Sinon, je t'invite à continuer mais fonce même au master. Premièrement, les discussions et séminaires avec les professeurs sont bien plus libres au niveau universitaire. C'est ce qu'ils attendent. Ensuite, l'ambiance universitaire et les expériences qui vont avec sont généralement une part de la vie d'une personne qui mérite d'être vécue.
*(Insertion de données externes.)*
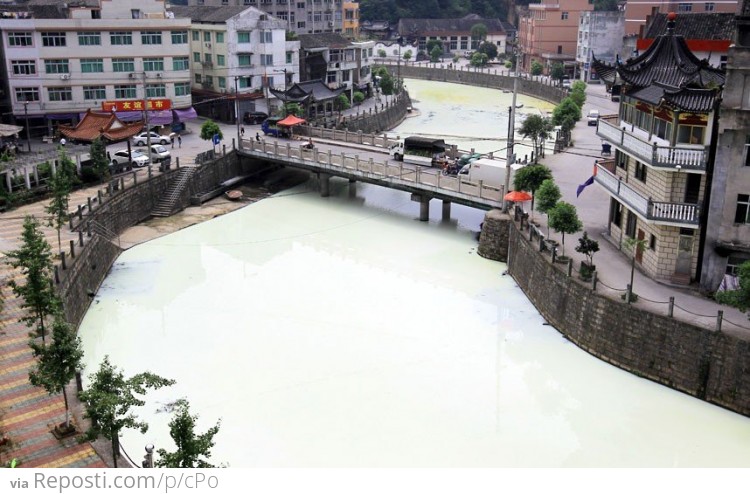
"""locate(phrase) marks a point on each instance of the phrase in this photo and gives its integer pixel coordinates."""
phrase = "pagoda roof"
(101, 124)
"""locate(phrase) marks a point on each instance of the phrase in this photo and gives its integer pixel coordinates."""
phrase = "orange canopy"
(291, 121)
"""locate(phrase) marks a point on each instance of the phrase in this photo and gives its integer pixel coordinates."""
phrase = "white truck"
(423, 151)
(491, 172)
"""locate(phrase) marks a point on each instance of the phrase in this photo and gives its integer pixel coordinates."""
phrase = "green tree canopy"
(537, 128)
(563, 218)
(34, 258)
(109, 399)
(192, 447)
(58, 362)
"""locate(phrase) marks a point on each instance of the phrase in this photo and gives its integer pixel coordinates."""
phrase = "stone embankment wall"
(118, 210)
(711, 365)
(491, 78)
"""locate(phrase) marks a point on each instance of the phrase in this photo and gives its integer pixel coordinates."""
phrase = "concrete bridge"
(374, 167)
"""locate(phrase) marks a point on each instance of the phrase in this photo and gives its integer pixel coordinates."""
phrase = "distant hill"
(393, 10)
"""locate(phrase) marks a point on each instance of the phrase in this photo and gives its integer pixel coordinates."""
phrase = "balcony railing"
(689, 158)
(670, 213)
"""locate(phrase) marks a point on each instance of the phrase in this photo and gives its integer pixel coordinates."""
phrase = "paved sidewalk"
(573, 167)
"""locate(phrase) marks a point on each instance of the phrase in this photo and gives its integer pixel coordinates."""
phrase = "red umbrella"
(517, 196)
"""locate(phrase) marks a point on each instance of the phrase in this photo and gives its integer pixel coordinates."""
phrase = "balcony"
(688, 157)
(662, 213)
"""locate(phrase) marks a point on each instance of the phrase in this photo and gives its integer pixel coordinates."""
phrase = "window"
(57, 66)
(640, 171)
(632, 223)
(94, 92)
(126, 91)
(156, 91)
(59, 94)
(180, 63)
(89, 39)
(179, 37)
(120, 38)
(743, 208)
(153, 64)
(19, 39)
(27, 94)
(151, 37)
(182, 89)
(90, 65)
(53, 39)
(123, 65)
(23, 67)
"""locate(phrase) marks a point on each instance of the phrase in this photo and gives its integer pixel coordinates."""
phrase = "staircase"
(167, 204)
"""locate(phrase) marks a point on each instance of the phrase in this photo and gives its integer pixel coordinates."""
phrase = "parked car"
(156, 138)
(134, 158)
(593, 117)
(254, 117)
(159, 153)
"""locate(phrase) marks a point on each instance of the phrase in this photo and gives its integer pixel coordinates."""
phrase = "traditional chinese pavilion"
(664, 137)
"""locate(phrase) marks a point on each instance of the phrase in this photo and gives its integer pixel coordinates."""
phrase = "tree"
(563, 218)
(538, 128)
(536, 67)
(489, 49)
(478, 59)
(34, 257)
(558, 72)
(209, 129)
(191, 447)
(99, 160)
(57, 363)
(57, 209)
(110, 397)
(531, 178)
(547, 197)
Enfin, ça va te permettre de rencontrer des étudiants d'autres domaines, des entreprises (là où il y a des universités, il y a toujours quelques boîtes pas loin, c'est un moteur économique) mais surtout, ça va te permettre de te lancer dans un projet entrepreneurial avec d'autres étudiants (ex : société de développement logiciel que tu créerais avec d'autres étudiants en info, un en droit, un en commerce, etc.) via des accélérateurs d'entreprise.
Et, d'une manière générale, tu auras plus de vécu, ton bagage sera plus important et tu seras globalement suffisamment formé pour gérer au mieux la société.
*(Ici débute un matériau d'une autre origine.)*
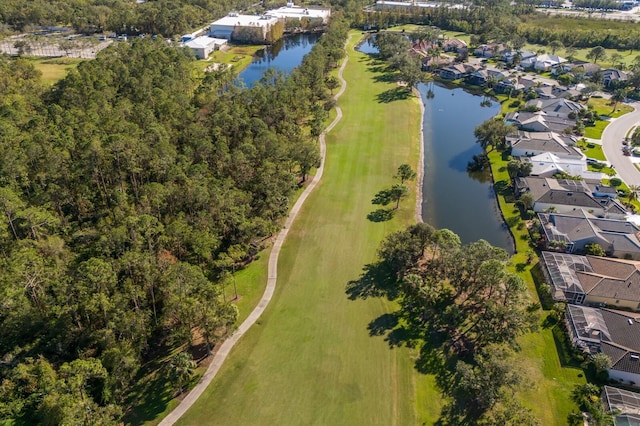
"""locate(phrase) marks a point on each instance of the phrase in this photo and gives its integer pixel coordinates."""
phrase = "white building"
(290, 11)
(228, 26)
(203, 46)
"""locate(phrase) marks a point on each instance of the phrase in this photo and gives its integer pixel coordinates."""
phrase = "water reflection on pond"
(284, 55)
(454, 198)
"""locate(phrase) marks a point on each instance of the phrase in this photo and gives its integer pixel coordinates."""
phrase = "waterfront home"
(489, 50)
(556, 107)
(586, 69)
(612, 76)
(457, 71)
(515, 84)
(485, 75)
(528, 144)
(539, 122)
(454, 45)
(431, 63)
(567, 196)
(548, 165)
(544, 62)
(593, 280)
(572, 232)
(509, 56)
(611, 332)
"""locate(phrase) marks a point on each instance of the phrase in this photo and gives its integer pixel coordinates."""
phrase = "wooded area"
(129, 192)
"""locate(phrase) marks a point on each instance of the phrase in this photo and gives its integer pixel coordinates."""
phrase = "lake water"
(284, 55)
(452, 197)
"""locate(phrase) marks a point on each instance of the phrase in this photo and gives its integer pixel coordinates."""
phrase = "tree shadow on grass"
(395, 94)
(376, 280)
(381, 215)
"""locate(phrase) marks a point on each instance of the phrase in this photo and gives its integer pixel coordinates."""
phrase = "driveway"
(612, 138)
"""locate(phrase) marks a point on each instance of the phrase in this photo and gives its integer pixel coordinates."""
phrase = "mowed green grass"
(548, 381)
(54, 69)
(310, 359)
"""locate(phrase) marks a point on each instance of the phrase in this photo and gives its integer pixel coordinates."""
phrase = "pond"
(452, 197)
(284, 55)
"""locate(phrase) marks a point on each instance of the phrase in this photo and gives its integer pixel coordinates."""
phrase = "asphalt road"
(612, 138)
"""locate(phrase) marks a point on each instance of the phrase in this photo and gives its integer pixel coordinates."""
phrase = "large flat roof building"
(291, 11)
(203, 46)
(252, 28)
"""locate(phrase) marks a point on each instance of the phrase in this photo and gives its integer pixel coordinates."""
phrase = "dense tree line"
(155, 17)
(511, 25)
(464, 303)
(164, 17)
(128, 192)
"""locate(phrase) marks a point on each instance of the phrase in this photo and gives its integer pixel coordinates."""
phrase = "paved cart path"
(225, 348)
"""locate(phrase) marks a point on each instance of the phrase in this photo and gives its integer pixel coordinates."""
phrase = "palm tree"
(633, 193)
(618, 96)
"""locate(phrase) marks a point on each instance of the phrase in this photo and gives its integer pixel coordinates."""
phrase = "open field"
(310, 359)
(53, 69)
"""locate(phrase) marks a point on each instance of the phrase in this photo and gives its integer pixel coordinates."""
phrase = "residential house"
(528, 144)
(612, 332)
(593, 280)
(423, 48)
(456, 72)
(484, 75)
(548, 165)
(489, 50)
(578, 67)
(454, 45)
(572, 232)
(544, 62)
(612, 76)
(623, 404)
(567, 196)
(556, 107)
(508, 56)
(515, 84)
(539, 122)
(431, 63)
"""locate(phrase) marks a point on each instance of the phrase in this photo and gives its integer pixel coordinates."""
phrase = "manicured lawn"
(548, 382)
(310, 358)
(53, 69)
(592, 150)
(604, 107)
"L'école est en retard sur le monde du travail", c'est ce que l'on entend souvent et globalement ça reste vrai. Mais l'école t'apprend des choses que tu n'apprendrais pas en autodidacte et des choses dont les entreprises se moquent pour un employé mais qui s'avèrent bien utile intellectuellement et professionnellement quand le jeune loup diplômé souhaite chasser de ses propres pattes.
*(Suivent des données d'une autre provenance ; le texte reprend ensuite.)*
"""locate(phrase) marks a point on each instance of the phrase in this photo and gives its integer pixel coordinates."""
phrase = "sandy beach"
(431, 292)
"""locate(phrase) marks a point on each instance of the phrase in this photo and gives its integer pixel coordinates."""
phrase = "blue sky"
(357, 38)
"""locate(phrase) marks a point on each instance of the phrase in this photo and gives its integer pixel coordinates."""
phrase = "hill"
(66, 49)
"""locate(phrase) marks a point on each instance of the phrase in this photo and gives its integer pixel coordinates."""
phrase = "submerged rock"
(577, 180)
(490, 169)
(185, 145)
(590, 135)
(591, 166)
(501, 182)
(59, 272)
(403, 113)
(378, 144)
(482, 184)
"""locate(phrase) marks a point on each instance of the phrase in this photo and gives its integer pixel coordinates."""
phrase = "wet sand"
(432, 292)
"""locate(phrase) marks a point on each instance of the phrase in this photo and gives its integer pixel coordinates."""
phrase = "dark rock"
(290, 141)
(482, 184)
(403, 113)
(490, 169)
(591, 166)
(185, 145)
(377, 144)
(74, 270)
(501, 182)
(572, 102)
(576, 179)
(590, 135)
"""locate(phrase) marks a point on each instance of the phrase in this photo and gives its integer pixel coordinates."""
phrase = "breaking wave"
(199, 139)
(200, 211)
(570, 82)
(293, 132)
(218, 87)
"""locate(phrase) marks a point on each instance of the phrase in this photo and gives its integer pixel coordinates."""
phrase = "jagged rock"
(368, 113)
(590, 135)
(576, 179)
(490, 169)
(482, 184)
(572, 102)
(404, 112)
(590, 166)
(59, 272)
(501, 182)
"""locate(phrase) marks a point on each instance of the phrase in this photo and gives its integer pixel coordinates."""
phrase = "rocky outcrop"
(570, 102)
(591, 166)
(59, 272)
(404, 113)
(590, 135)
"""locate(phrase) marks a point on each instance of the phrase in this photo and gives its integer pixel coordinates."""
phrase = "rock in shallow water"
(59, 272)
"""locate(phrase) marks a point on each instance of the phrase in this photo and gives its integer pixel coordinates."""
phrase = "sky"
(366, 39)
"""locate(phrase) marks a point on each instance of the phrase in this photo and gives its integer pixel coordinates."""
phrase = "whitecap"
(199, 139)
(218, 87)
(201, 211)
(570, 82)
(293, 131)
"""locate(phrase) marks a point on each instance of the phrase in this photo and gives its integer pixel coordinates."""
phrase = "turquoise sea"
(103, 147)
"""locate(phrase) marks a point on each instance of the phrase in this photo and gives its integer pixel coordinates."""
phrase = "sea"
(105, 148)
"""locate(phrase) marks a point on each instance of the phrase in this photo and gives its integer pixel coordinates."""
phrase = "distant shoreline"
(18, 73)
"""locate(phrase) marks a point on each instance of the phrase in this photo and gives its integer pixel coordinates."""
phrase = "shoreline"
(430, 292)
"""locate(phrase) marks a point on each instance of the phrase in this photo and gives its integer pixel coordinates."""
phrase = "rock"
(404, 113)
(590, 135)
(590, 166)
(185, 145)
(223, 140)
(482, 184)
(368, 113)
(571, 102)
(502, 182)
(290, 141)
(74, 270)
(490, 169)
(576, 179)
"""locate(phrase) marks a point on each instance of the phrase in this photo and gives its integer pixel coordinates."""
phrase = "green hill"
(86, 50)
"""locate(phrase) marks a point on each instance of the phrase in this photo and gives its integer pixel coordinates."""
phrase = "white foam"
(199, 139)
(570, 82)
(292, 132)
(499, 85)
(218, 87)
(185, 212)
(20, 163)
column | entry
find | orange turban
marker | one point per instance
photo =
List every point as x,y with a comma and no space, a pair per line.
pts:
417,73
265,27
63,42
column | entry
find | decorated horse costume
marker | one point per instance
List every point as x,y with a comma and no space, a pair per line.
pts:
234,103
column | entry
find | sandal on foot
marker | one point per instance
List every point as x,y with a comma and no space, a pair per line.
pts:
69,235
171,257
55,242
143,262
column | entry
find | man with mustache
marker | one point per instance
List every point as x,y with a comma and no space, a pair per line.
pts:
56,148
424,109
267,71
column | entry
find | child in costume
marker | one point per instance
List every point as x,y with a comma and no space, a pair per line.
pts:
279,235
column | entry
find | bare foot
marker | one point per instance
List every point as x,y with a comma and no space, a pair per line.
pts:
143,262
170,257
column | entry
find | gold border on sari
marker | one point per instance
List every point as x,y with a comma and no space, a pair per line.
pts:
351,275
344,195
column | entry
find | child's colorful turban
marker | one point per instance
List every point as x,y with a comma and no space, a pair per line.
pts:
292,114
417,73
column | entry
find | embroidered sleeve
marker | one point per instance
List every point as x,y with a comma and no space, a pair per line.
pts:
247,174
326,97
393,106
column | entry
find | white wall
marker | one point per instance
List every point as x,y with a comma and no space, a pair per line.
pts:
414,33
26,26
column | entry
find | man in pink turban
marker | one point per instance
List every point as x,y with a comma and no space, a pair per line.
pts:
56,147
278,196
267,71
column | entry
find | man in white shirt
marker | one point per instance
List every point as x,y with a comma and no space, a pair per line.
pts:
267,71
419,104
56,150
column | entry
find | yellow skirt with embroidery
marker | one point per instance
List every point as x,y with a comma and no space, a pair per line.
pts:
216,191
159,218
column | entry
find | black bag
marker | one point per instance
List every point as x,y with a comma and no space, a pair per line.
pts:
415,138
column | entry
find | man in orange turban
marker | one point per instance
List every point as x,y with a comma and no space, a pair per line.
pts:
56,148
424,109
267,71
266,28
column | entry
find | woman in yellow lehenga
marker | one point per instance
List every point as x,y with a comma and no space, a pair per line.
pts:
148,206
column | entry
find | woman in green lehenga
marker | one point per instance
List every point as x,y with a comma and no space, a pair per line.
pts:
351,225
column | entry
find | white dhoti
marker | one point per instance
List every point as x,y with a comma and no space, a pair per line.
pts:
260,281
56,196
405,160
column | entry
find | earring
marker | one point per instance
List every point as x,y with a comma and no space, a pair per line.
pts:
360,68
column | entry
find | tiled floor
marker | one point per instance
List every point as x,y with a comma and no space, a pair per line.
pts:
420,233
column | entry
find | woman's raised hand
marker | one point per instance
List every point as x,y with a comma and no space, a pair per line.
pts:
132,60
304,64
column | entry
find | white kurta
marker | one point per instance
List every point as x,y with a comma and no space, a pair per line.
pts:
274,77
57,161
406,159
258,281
Quant à faire un break, même si je comprends pleinement et j'ai été dans une situation similaire pas mal de fois, évite pendant le lycée. Je connais une dizaine de personnes qui l'ont tenté, ils n'ont jamais remis les pieds dans une école, et seul l'un d'entre eux a trouvé du travail dans une usine. Les autres sont au CPAS, sans propriété, sans voiture, sans travail, sans avenir tout bonnement… mais avec un smartphone dernier cri.
Perso, j'ai fait un break, quelques mois au sortir de mon bac+3. Et ça m'a revitalisé. Malgré que je m'emmerdais au lycée, que je suis aussi tombé sur une classe de connards et que ça s'est répercuté sur mes notes, je n'ai pas abandonné ni fait de break au lycée. Par contre, j'en ai vu qui l'ont fait et qui le regrettent amèrement aujourd'hui.